Salesforce AI Introduces FOFPred: A Language-Driven Future Optical Flow Prediction Framework that Enables Improved Robot Control and Video Generation

Salesforce AI research team present FOFPred, a language driven future optical flow prediction framework that connects large vision language models with diffusion transformers for dense motion forecasting in control and video generation settings. FOFPred takes one or more images and a natural language instruction such as ‘moving the bottle from right to left’ and predicts 4 future optical flow frames that describe how every pixel is expected to move over time.

https://arxiv.org/pdf/2601.10781

Future optical flow as a motion representation

Optical flow is the apparent per pixel displacement between two frames. FOFPred focuses on future optical flow, which means predicting dense displacement fields for future frames given only current observations and text, without access to future images at inference.

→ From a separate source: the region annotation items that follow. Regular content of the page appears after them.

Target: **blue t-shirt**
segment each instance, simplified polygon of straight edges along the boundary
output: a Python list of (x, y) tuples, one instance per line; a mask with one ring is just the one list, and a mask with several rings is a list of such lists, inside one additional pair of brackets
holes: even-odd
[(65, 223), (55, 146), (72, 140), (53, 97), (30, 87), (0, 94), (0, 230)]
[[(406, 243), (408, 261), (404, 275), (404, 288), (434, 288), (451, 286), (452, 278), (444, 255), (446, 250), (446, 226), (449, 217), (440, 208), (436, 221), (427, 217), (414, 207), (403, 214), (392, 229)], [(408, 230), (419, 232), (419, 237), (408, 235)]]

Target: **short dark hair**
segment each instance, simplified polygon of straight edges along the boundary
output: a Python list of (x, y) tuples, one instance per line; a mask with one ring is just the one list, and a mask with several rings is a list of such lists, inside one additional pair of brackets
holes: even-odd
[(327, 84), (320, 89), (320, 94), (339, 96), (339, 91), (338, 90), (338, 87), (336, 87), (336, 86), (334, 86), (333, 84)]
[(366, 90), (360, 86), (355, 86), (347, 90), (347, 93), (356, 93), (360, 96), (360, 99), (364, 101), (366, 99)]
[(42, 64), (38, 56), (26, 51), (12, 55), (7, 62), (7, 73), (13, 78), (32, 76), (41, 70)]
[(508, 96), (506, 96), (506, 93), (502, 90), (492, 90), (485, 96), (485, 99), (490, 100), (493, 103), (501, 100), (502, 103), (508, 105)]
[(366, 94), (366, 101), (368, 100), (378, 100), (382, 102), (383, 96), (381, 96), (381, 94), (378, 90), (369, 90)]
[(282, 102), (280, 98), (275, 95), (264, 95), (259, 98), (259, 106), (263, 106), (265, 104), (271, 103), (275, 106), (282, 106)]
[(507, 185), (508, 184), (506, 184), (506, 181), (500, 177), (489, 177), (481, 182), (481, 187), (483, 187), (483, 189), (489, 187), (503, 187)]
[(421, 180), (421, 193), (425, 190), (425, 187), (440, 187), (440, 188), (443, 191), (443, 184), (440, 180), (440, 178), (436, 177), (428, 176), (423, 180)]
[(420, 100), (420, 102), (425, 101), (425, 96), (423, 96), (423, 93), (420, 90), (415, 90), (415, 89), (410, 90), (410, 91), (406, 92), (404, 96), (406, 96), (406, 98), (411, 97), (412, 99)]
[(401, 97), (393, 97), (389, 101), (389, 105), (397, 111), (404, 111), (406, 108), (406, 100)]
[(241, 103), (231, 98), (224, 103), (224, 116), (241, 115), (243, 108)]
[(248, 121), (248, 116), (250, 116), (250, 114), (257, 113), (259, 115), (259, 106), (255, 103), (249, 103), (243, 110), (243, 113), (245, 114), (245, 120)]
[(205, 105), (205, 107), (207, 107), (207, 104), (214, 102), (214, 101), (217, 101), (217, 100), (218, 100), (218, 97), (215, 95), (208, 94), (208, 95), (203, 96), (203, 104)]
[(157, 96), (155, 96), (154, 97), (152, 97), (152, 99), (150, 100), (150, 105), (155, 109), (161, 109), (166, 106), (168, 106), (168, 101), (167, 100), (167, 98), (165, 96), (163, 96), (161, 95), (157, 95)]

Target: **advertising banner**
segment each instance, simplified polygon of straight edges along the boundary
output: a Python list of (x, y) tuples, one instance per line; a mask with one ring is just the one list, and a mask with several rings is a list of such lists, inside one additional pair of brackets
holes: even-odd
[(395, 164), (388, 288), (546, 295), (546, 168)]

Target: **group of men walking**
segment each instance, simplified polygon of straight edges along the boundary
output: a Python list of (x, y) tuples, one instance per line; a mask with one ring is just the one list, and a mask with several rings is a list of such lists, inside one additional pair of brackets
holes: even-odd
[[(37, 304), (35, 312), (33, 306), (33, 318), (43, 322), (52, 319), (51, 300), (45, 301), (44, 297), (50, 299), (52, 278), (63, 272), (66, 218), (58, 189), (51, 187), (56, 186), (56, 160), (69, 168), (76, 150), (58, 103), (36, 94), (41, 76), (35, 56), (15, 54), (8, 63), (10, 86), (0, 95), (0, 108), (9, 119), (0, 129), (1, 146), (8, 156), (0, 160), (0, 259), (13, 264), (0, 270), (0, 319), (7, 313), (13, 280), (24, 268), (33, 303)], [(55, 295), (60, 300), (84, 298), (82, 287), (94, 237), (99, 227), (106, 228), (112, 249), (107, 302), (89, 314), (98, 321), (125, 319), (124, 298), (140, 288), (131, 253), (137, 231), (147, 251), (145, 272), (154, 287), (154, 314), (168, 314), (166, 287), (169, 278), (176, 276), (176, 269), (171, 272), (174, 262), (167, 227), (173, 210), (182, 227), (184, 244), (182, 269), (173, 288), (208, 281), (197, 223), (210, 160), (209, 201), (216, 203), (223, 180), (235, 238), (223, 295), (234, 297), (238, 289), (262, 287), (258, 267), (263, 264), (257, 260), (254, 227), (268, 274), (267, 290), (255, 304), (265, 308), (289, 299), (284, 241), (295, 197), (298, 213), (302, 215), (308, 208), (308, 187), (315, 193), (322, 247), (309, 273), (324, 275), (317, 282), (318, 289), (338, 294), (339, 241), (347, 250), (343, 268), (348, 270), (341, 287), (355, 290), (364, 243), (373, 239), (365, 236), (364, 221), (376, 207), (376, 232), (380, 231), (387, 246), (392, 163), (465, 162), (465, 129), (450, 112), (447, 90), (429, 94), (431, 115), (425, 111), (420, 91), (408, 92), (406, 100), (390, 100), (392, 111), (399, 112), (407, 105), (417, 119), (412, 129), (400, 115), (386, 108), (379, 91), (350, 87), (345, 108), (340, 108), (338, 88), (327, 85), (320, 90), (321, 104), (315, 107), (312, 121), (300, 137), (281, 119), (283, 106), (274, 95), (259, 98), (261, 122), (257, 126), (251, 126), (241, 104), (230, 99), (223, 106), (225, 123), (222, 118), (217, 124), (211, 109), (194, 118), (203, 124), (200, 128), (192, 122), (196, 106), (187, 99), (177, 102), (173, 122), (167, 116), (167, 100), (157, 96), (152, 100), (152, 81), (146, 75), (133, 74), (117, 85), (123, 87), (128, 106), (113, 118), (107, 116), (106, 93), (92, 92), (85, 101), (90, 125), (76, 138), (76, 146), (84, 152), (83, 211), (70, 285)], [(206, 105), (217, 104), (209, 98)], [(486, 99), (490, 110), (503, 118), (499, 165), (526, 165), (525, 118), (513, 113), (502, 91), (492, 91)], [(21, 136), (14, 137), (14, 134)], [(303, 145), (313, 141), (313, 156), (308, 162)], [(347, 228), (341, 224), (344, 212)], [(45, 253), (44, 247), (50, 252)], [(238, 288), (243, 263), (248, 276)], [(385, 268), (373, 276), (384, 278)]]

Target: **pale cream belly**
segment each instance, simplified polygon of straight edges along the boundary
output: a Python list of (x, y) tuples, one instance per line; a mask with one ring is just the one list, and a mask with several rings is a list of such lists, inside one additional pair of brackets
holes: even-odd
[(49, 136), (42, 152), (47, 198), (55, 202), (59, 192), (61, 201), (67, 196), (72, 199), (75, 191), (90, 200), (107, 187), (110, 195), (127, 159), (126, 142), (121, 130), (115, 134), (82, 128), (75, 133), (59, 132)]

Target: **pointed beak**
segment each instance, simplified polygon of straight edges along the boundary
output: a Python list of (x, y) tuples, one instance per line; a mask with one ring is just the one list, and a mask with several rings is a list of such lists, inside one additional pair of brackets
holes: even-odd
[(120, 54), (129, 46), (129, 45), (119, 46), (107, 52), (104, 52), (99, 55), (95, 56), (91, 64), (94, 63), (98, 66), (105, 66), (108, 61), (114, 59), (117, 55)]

Future optical flow is a compact motion only representation. It removes static appearance and keeps only pixel level motion, so it is well suited as an intermediate state for robot control policies and as a conditioning signal for video diffusion models. Compared to predicting future RGB frames, it reduces the complexity of the output distribution and avoids modeling textures and high frequency details that are not required for motion planning.

To plug into existing latent diffusion infrastructure, the research team encode optical flow as RGB images. They map flow magnitude and direction from polar form into HSV channels, then convert to RGB. The scaling of each channel is tuned so that consecutive flow frames are visually smooth and resemble animated graphics. A standard Flux.1 variational autoencoder then encodes and decodes these flow images.

Unified VLM Diffusion backbone

FOFPred uses a unified architecture that combines a frozen vision language model, a frozen VAE and a trainable diffusion transformer. The pipeline is:

  • Qwen2.5-VL is used as the vision language encoder to jointly encode the caption and visual inputs.
  • Flux.1 VAE encodes the input images and the training optical flow targets into latent tensors.
  • An OmniGen style diffusion transformer, DiT, takes projected visual and textual features as conditional inputs and generates latent future flow sequences.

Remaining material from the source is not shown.